Will Cook, Cambridge DAMTP
Black-hole head-on collisions in higher dimensions

Abstract: In four dimensional General Relativity the properties of gravitational waves emitted in BH-BH mergers have been extensively studied using numerical relativity, largely in astrophysical settings. Understanding higher dimensional BH-BH collisions is an important goal for numerical relativity, firstly in order to observe the behaviour of the theory in its most extreme, non-linear regime, and also due to its applications to areas of high energy physics such as TeV gravity theories. In this work we present for the first time full non-linear simulations of head-on BH-BH collisions in up to 10 dimensions and present an analysis of the gravitational radiation emitted. We use a new method for analysis of the radiation, analogous to the well known Weyl scalar method based on the Newman-Penrose formalism in 4D. We find that as the number of dimensions is increased, the energy emitted in gravitational radiation is suppressed. We also present a comparison of our numerical data with point particle calculations.

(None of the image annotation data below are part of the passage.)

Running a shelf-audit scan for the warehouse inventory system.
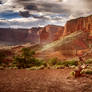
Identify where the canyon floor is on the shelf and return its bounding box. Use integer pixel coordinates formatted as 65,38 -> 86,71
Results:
0,68 -> 92,92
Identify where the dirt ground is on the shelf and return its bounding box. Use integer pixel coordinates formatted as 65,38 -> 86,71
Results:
0,68 -> 92,92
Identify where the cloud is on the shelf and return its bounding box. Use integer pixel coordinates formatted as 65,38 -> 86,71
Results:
0,0 -> 92,27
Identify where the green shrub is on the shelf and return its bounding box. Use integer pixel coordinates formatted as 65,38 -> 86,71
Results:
48,58 -> 78,66
62,60 -> 78,66
86,59 -> 92,64
0,50 -> 7,65
48,58 -> 60,66
82,69 -> 92,74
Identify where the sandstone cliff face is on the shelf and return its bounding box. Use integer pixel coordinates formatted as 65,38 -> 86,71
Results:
0,28 -> 40,45
39,25 -> 64,44
63,15 -> 92,39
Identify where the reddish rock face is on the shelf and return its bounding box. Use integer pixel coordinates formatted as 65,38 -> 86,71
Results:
63,15 -> 92,39
39,25 -> 64,44
0,28 -> 40,45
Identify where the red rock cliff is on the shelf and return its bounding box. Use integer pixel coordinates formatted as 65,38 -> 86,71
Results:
39,25 -> 64,44
63,15 -> 92,38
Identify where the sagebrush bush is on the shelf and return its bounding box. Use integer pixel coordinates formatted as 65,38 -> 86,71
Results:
48,58 -> 59,66
13,48 -> 46,68
48,58 -> 78,66
62,60 -> 78,66
86,59 -> 92,64
82,69 -> 92,74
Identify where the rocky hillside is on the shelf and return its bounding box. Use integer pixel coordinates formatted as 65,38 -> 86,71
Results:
0,25 -> 64,45
39,25 -> 64,44
63,15 -> 92,39
0,28 -> 40,45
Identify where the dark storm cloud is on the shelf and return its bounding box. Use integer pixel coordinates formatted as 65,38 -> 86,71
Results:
0,0 -> 92,27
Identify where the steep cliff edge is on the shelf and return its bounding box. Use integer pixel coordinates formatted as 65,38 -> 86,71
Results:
63,15 -> 92,39
39,25 -> 64,44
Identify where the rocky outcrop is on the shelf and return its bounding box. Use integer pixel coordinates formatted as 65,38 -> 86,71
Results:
0,25 -> 64,45
39,25 -> 64,44
63,15 -> 92,39
0,28 -> 40,45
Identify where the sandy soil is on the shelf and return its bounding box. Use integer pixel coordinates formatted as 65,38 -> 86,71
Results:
0,68 -> 92,92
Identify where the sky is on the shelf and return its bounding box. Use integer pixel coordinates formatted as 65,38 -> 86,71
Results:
0,0 -> 92,28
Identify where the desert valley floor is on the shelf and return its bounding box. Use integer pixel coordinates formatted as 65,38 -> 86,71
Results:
0,68 -> 92,92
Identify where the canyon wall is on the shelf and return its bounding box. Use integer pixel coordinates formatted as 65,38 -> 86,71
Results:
63,15 -> 92,39
39,25 -> 64,44
0,28 -> 40,45
0,25 -> 64,45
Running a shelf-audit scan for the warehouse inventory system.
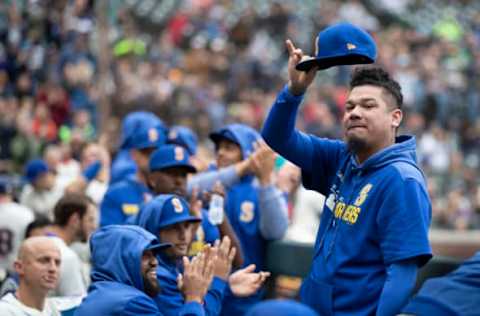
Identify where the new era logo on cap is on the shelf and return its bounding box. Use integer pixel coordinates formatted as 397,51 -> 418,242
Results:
347,43 -> 357,50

Jerome Quintin, McGill University
Saving the Matter Bounce with Massive Gravity?

I will review the idea behind the matter bounce scenario as an alternative to inflation and highlight two of its problems: its instability with respect to anisotropies and its large tensor-to-scalar ratio. I will present two tentative resolutions to the latter in which curvature perturbations are effectively enhanced, but I will argue that these approaches are not viable because they always lead to the production of large non-Gaussianities. I will then show that a more robust resolution (to both problems) would be to consider a theory in which the graviton has a non-trivial mass, but I will also discuss the limitations of such a theory.

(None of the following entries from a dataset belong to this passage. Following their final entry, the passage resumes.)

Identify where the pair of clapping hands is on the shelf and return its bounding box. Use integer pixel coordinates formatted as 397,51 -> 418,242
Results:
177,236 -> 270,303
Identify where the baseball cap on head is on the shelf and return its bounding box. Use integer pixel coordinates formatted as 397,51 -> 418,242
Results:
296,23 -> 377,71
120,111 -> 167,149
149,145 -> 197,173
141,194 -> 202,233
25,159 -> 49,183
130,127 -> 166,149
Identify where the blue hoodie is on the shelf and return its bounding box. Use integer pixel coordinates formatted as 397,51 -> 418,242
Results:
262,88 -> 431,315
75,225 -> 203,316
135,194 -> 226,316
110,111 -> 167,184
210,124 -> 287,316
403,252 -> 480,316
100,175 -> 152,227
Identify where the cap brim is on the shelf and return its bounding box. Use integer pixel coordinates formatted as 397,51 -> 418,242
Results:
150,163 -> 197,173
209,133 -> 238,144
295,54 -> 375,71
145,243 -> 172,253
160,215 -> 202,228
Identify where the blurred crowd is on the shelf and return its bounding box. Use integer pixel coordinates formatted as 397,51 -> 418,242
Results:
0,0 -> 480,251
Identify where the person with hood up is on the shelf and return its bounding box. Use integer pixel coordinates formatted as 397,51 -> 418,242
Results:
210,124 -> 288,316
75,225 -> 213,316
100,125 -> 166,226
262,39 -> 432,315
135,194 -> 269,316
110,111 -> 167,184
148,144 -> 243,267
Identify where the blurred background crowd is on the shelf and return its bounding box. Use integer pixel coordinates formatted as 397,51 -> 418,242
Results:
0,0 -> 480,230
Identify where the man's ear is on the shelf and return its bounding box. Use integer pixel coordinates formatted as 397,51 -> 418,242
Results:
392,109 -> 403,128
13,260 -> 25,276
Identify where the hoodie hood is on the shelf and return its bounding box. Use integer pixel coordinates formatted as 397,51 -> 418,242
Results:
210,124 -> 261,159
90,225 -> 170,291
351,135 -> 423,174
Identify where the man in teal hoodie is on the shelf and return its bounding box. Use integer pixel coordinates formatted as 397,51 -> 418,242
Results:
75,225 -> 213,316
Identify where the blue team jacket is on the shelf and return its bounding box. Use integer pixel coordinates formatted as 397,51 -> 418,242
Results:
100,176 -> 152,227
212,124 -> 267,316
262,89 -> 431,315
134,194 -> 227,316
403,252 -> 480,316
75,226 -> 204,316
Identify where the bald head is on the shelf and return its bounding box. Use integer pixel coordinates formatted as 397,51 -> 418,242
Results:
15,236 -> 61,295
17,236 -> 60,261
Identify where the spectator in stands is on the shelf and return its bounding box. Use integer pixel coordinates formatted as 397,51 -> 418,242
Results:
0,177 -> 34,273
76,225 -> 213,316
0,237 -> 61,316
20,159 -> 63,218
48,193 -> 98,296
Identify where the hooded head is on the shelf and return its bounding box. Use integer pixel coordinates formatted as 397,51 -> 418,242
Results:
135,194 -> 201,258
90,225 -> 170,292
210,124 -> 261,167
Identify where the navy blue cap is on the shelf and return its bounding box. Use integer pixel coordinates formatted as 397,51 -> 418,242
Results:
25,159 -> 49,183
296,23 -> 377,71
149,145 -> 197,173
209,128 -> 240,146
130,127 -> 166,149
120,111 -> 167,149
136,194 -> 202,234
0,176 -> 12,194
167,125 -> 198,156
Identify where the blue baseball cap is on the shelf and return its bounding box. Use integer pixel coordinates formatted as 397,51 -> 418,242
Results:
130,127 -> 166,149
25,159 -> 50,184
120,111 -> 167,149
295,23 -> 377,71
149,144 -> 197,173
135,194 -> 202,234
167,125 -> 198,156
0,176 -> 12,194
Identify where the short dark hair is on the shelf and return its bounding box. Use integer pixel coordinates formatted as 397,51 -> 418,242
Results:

Stefano Lucat, Utrecht University
Cosmological singularities and bounce in Cartan-Einstein theory

I will discuss the dynamics of a collapsing (homogeneous and isotropic) universe, and show that torsion induced interactions can prevent the universe from reaching a singularity, but lead to a regular bounce. This dynamic can be understood as the formation of fermionic condensate(s), which lowers the energy density of the fermions effectively slowing down the gravitational collapse. Before a singularity is reached, in fact, the null energy condition gets violated, and the energy density of the fermionic field reaches zero. At this point all the initial energy has been converted in a negative pressure, which causes the universe to re-expand. This process is possible because the energy density lost by the fermionic field is simply converted in the more energetically favourable condensate state, and will eventually come back as the universe cools down and gets bigger. I will discuss both classical and semi-classical treatment of this problem.

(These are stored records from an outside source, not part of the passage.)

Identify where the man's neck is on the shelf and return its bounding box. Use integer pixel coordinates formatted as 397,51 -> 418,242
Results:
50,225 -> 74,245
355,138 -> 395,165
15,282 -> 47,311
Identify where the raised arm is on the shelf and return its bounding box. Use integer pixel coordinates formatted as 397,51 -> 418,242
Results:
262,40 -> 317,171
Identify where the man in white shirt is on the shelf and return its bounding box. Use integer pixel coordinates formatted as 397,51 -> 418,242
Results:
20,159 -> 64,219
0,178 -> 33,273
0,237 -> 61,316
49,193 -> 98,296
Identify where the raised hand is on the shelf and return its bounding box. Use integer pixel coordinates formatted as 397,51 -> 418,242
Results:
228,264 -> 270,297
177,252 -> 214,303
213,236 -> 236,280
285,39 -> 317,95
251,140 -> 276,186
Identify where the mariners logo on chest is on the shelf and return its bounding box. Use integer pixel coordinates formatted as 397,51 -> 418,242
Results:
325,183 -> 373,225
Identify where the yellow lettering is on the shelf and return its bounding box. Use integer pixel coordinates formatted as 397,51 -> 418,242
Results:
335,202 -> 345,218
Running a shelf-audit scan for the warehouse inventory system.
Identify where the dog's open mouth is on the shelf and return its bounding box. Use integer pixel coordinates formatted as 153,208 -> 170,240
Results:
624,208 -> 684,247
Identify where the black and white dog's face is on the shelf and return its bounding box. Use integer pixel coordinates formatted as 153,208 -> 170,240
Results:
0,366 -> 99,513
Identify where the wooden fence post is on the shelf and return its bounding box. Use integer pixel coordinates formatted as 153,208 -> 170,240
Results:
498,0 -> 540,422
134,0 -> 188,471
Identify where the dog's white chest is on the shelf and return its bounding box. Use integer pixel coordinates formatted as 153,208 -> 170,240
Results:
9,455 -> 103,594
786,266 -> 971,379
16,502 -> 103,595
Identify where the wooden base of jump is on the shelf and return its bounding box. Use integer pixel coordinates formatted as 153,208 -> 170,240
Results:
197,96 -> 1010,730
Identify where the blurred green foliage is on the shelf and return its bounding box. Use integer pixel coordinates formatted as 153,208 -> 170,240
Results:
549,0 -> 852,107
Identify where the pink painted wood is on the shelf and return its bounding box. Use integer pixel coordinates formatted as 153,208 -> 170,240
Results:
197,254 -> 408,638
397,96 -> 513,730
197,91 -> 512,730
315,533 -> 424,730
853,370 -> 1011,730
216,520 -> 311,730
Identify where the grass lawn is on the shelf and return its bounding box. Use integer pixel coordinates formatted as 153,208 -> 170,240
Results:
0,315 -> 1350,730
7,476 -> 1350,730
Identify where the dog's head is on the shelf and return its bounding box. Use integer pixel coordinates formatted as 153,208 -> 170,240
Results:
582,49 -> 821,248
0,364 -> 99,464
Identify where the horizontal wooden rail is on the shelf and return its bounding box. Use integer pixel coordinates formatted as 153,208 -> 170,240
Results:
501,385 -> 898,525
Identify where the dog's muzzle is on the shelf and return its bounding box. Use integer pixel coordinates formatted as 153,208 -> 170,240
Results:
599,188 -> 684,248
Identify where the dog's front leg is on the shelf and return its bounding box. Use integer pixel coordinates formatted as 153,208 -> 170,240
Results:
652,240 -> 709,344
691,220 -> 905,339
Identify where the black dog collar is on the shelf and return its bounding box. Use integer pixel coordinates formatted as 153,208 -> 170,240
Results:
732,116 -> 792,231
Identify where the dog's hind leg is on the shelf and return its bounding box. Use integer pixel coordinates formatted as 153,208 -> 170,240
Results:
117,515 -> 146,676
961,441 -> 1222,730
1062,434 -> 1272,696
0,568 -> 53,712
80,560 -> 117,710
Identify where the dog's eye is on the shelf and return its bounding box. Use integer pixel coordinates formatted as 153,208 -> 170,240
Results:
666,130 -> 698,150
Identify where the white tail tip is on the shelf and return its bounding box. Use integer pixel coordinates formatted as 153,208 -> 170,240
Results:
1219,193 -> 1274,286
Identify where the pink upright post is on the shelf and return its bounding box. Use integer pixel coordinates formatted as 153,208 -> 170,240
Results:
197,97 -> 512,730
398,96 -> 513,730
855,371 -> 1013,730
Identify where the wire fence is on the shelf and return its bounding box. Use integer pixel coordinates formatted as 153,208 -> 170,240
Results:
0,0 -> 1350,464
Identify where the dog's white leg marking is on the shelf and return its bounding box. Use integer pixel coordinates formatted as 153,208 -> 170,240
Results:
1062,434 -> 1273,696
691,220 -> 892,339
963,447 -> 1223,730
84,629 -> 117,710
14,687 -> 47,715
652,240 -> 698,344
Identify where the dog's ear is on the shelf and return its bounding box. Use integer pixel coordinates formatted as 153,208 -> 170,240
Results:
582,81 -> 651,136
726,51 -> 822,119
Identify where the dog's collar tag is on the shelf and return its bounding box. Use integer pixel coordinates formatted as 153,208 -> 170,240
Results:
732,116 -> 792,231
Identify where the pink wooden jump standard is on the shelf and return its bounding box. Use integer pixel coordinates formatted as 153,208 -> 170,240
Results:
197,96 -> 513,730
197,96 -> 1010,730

Markus Kunesch, Queen Mary University of London
Investigating singularities with numerical relativity

Our recent numerical simulations demonstrated that in higher dimensions even asymptotically flat black holes can break and give rise to naked singularities. This shows that if cosmic censorship were to hold in our universe, it would be a special property of four dimensional spacetimes. I will describe these results and outline other applications of the same numerical relativity code to cosmology, astrophysics, and AdS/CFT.